Friday, May. 01, 1964
How Man Becomes Allergic To Parts of Himself
Though men and women suffer misery-making allergic reactions to countless things, from ragweed pollen to wheat or eggs or the Rh factor from a husband's blood, medical researchers are confident that no one person can be allergic to another. But now there is a fast-growing body of evidence that something much more insidious and harder to understand may cause some of man's most common and crippling disorders. People, it seems, can become allergic to parts of themselves.
This arcane process of "auto-allergy" may be an important factor in many cases of anemia, in rheumatoid arthritis and myasthenia gravis, and in kidney and thyroid diseases. Last week, at the second of two Manhattan conferences on what many doctors prefer to call "autoimmune disease," researchers added impressive evidence on two recent additions to the catalogue of such ills: ulcerative colitis and pernicious anemia.
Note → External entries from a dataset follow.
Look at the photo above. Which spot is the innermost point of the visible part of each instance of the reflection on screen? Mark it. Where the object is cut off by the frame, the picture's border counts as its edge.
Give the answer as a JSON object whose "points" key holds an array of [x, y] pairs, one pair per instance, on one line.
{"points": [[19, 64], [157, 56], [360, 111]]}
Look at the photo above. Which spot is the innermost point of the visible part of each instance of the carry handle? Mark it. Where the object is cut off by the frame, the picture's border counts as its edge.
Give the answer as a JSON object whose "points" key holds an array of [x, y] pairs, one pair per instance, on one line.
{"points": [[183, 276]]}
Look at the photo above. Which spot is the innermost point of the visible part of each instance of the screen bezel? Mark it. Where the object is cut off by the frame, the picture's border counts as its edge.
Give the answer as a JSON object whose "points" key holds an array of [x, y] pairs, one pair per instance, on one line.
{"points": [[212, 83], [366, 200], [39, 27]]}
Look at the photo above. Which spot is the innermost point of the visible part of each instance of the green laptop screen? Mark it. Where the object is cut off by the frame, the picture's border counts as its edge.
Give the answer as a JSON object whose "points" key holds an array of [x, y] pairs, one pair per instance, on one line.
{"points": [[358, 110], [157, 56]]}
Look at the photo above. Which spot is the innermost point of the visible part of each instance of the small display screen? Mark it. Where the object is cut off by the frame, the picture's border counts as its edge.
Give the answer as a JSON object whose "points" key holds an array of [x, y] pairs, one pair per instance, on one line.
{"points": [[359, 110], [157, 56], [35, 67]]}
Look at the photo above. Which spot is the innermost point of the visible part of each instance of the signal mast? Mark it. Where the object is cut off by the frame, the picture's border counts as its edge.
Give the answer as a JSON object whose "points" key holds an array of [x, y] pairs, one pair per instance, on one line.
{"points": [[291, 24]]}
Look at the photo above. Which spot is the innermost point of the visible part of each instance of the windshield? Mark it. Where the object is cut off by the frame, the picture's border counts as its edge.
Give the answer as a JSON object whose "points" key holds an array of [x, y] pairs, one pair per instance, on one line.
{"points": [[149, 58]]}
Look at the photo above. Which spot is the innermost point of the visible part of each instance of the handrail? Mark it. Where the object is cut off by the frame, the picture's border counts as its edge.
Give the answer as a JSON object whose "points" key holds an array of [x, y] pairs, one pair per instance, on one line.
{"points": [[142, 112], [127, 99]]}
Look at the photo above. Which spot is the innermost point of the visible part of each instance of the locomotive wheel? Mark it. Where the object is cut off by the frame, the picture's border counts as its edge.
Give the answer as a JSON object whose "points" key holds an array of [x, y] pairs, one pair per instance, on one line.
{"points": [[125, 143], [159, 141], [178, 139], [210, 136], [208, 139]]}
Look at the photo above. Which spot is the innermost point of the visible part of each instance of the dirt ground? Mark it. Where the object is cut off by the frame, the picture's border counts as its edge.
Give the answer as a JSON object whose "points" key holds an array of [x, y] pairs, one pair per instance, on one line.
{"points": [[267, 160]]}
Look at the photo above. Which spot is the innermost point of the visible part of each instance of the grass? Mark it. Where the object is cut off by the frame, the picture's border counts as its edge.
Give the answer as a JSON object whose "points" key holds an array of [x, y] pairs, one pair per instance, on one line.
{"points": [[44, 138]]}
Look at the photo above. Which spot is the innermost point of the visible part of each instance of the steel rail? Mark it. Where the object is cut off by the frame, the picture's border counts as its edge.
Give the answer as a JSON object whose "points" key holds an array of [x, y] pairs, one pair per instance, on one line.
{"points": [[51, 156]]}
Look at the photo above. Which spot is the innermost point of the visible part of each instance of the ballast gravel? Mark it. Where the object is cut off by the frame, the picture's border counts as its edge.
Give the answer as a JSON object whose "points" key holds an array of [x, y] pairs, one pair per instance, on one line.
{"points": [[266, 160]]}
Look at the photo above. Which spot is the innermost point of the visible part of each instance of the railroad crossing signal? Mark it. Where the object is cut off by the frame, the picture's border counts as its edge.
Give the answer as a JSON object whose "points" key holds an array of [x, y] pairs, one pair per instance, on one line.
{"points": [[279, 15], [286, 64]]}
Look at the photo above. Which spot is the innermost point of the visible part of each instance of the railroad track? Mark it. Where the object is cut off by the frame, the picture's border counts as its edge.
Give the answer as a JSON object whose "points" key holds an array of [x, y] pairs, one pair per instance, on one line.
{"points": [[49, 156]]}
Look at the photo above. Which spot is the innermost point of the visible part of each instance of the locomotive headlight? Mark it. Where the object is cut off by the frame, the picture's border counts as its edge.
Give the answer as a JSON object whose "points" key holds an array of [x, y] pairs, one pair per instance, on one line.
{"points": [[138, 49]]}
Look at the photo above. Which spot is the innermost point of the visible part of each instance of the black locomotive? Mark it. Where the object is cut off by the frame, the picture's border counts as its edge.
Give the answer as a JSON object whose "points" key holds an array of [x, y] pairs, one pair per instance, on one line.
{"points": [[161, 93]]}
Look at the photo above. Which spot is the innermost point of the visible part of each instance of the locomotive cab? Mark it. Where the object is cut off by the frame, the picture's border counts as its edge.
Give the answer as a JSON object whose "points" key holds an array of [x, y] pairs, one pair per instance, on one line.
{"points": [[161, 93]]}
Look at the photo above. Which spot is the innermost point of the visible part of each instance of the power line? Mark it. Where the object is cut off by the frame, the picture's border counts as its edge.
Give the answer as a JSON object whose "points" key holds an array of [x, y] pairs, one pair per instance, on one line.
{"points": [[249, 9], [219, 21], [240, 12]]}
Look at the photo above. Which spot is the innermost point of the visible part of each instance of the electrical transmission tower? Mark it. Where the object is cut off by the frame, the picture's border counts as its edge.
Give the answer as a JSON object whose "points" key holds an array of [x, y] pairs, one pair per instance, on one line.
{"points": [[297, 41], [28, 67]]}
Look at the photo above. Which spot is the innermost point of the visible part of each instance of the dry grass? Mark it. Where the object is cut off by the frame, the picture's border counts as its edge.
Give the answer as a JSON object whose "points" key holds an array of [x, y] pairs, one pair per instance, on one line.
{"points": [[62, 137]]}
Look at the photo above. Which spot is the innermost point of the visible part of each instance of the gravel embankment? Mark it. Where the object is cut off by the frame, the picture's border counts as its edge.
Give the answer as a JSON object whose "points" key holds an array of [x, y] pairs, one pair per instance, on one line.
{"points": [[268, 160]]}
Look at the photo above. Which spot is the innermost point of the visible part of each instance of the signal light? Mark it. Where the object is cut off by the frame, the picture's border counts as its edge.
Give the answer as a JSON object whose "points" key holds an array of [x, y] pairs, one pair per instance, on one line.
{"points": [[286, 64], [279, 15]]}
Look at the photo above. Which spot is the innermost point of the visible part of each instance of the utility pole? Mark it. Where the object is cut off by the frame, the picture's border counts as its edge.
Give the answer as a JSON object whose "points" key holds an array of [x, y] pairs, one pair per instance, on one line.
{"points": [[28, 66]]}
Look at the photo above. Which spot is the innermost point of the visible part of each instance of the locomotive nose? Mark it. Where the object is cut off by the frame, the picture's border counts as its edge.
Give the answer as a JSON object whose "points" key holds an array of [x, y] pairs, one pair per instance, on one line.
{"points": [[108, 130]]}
"Know Thyself." Boston Hematologist Dr. William Dameshek of the Tufts-New England Medical Center pioneered the concept of autoimmune disease. It has long been accepted dogma that in ordinary healthy immune reactions the body is using a birthright of every living creature. This is a set of biochemical sentries which raise an alarm when the body is invaded by a foreign substance, especially a protein, so that the system can make antibody to neutralize the invader. "Normally," says Dr. Dameshek, "the body has safeguards so it can recognize 'self as opposed to 'not-self,' and it will not damage 'self materials. Occasionally these safeguards break down." Dr. Dameshek detected such a breakdown in 1937 when he was treating three patients for severe hemolytic ("blood-destroying") anemia. They needed transfusions, but in the blood of each patient the doctor found a factor that made cross-matching difficult. He discovered that both the donors' blood cells and the patients' own were being destroyed by an antibody mechanism. Dr. Dameshek deduced that the patients had developed antibodies against their own cells.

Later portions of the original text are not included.